Execute multi GPU with nsys profile command but GPU may be locked

I’ve learned to leverage pytorch DDP and nccl backed to execute training on multi-gpu bit single node. Here is the tutorial and the python code
https://pytorch.org/tutorials/beginner/ddp_series_multigpu.html

import torch
import torch.nn.functional as F
from torch.utils.data import Dataset, DataLoader
from datautils import MyTrainDataset

import torch.multiprocessing as mp
from torch.utils.data.distributed import DistributedSampler
from torch.nn.parallel import DistributedDataParallel as DDP
from torch.distributed import init_process_group, destroy_process_group
import os


def ddp_setup(rank, world_size):
    """
    Args:
        rank: Unique identifier of each process
        world_size: Total number of processes
    """
    os.environ["MASTER_ADDR"] = "localhost"
    os.environ["MASTER_PORT"] = "12355"
    init_process_group(backend="nccl", rank=rank, world_size=world_size)
    torch.cuda.set_device(rank)

class Trainer:
    def __init__(
        self,
        model: torch.nn.Module,
        train_data: DataLoader,
        optimizer: torch.optim.Optimizer,
        gpu_id: int,
        save_every: int,
    ) -> None:
        self.gpu_id = gpu_id
        self.model = model.to(gpu_id)
        self.train_data = train_data
        self.optimizer = optimizer
        self.save_every = save_every
        self.model = DDP(model, device_ids=[gpu_id])

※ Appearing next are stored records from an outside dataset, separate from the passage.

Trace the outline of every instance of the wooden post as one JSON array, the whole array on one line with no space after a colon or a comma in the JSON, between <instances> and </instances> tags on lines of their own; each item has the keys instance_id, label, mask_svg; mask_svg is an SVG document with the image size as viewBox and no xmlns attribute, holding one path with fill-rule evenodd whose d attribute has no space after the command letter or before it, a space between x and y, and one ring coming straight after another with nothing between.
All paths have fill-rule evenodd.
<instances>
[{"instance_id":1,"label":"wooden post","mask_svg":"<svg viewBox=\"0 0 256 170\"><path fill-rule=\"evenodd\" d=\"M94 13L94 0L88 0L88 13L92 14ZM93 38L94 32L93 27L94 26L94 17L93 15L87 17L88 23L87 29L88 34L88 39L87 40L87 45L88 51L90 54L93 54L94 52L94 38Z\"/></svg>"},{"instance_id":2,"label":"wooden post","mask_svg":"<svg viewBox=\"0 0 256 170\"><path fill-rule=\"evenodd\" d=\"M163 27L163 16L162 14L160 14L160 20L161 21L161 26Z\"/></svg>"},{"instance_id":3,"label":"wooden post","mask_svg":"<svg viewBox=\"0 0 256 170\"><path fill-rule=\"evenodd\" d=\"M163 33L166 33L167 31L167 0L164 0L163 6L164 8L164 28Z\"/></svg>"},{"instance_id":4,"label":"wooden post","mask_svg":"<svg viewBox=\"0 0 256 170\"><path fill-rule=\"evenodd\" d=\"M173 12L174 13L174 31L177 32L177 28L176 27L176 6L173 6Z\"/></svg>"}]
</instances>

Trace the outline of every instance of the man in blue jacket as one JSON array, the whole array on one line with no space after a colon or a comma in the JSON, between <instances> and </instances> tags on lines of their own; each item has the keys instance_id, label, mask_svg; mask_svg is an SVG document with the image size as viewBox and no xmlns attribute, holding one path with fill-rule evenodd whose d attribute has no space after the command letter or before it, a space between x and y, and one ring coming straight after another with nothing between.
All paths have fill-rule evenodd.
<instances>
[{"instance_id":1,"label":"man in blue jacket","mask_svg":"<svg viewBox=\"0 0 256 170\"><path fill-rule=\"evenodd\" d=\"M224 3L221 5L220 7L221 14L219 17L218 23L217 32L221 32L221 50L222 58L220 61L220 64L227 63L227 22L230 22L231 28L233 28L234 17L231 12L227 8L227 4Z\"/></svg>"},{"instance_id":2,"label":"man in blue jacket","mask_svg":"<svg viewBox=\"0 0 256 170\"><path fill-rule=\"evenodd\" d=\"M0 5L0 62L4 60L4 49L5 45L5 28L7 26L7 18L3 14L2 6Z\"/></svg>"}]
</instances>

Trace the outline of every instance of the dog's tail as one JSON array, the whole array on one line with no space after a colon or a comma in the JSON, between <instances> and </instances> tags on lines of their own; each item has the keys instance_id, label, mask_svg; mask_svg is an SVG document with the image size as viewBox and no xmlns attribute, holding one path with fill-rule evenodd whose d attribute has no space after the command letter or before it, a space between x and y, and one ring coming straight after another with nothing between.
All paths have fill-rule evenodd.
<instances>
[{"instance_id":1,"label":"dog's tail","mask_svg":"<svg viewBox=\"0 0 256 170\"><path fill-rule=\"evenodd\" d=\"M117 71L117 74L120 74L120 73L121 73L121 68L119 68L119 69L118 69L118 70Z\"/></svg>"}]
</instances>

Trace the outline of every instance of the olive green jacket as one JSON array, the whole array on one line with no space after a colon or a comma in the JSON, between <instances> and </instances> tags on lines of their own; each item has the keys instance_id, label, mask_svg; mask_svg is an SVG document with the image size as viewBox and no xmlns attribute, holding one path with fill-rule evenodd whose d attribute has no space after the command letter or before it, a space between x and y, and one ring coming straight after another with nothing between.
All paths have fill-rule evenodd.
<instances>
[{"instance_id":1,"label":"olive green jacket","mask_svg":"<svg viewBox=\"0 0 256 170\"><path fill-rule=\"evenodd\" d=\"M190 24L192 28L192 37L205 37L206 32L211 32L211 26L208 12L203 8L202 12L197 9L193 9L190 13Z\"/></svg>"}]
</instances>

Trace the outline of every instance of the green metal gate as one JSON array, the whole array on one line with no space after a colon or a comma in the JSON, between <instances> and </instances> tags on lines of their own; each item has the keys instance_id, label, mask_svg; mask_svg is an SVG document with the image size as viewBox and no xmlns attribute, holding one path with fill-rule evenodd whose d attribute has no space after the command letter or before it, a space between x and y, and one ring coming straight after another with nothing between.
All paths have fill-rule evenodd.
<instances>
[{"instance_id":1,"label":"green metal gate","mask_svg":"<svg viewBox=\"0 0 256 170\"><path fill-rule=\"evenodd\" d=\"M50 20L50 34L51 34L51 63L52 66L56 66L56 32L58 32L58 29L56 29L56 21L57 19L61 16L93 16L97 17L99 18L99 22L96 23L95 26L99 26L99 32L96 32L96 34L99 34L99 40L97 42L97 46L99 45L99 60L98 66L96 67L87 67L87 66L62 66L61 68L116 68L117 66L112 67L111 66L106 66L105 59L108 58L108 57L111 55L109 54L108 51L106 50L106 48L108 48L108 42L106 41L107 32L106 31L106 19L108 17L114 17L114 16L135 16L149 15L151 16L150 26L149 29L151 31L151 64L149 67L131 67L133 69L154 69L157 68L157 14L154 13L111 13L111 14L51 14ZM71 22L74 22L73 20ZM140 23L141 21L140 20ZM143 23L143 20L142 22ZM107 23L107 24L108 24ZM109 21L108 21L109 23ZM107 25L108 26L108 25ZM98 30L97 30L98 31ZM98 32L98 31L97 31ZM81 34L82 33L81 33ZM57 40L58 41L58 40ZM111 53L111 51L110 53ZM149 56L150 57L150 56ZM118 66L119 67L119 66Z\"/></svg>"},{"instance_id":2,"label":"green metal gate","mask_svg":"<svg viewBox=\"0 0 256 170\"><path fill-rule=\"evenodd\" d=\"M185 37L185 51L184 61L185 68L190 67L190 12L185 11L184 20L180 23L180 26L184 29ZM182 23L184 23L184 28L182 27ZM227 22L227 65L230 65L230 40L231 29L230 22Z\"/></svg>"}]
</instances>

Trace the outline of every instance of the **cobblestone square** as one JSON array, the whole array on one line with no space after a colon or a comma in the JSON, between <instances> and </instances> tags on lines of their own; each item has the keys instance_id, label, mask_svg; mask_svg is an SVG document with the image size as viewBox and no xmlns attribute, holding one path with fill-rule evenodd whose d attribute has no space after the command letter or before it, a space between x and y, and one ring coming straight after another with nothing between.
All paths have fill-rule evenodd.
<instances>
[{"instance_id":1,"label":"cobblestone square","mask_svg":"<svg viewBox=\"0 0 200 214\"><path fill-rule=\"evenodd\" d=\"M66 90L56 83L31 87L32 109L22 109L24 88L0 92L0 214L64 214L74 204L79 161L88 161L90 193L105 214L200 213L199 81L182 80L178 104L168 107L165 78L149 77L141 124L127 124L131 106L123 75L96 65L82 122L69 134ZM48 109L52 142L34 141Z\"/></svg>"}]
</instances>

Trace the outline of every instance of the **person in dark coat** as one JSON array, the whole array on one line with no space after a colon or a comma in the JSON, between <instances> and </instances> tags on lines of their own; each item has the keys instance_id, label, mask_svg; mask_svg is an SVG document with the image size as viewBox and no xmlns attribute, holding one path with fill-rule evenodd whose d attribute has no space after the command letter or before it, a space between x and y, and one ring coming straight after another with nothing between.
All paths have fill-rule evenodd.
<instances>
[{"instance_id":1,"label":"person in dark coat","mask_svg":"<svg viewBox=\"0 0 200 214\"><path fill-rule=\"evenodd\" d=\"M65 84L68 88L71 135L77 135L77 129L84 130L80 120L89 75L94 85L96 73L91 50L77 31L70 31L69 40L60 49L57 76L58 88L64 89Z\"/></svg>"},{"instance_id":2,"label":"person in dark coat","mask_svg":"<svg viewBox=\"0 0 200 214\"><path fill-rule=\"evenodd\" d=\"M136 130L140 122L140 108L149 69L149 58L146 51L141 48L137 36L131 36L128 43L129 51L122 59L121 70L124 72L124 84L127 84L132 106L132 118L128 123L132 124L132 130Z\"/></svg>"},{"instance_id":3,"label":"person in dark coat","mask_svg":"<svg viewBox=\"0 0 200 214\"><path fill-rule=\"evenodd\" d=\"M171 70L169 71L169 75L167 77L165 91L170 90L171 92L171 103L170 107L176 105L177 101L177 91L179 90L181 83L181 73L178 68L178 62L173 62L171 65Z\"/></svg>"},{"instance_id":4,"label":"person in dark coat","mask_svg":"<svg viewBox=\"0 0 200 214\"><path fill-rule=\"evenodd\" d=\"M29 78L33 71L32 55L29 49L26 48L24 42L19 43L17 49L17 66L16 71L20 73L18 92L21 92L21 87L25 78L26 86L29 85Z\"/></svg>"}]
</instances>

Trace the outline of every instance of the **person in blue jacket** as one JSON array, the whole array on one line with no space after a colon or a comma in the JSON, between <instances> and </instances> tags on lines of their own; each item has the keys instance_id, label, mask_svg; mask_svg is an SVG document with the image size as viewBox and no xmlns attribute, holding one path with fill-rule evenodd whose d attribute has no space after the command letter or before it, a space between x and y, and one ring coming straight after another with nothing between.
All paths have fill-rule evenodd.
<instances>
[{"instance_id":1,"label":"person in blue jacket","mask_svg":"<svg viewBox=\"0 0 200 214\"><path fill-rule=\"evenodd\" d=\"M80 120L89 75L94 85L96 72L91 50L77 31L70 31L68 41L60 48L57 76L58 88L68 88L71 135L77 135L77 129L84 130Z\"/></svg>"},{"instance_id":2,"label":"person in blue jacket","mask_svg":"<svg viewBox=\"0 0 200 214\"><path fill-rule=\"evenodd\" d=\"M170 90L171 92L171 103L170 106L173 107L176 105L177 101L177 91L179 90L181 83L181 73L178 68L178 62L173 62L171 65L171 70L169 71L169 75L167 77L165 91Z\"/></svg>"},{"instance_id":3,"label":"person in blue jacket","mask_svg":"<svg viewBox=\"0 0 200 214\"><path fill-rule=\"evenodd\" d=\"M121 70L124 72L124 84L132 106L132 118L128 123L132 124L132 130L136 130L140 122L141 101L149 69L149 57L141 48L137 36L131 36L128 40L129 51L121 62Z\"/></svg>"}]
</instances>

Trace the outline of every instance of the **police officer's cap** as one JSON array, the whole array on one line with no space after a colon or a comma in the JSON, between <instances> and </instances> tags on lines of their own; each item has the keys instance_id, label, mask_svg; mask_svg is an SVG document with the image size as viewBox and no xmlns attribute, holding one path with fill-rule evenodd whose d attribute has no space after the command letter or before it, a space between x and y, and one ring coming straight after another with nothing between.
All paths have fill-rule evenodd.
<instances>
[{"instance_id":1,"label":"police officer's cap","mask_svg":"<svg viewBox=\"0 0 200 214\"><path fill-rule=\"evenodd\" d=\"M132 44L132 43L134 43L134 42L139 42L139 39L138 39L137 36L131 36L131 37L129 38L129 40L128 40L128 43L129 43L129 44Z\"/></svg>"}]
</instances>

    def _run_batch(self, source, targets):
        self.optimizer.zero_grad()
        output = self.model(source)
        loss = F.cross_entropy(output, targets)
        loss.backward()
        self.optimizer.step()

    def _run_epoch(self, epoch):
        b_sz = len(next(iter(self.train_data))[0])
        print(f"[GPU{self.gpu_id}] Epoch {epoch} | Batchsize: {b_sz} | Steps: {len(self.train_data)}")
        self.train_data.sampler.set_epoch(epoch)
        for source, targets in self.train_data:
            source = source.to(self.gpu_id)
            targets = targets.to(self.gpu_id)
            self._run_batch(source, targets)

    def _save_checkpoint(self, epoch):
        ckp = self.model.module.state_dict()
        PATH = "checkpoint.pt"
        torch.save(ckp, PATH)
        print(f"Epoch {epoch} | Training checkpoint saved at {PATH}")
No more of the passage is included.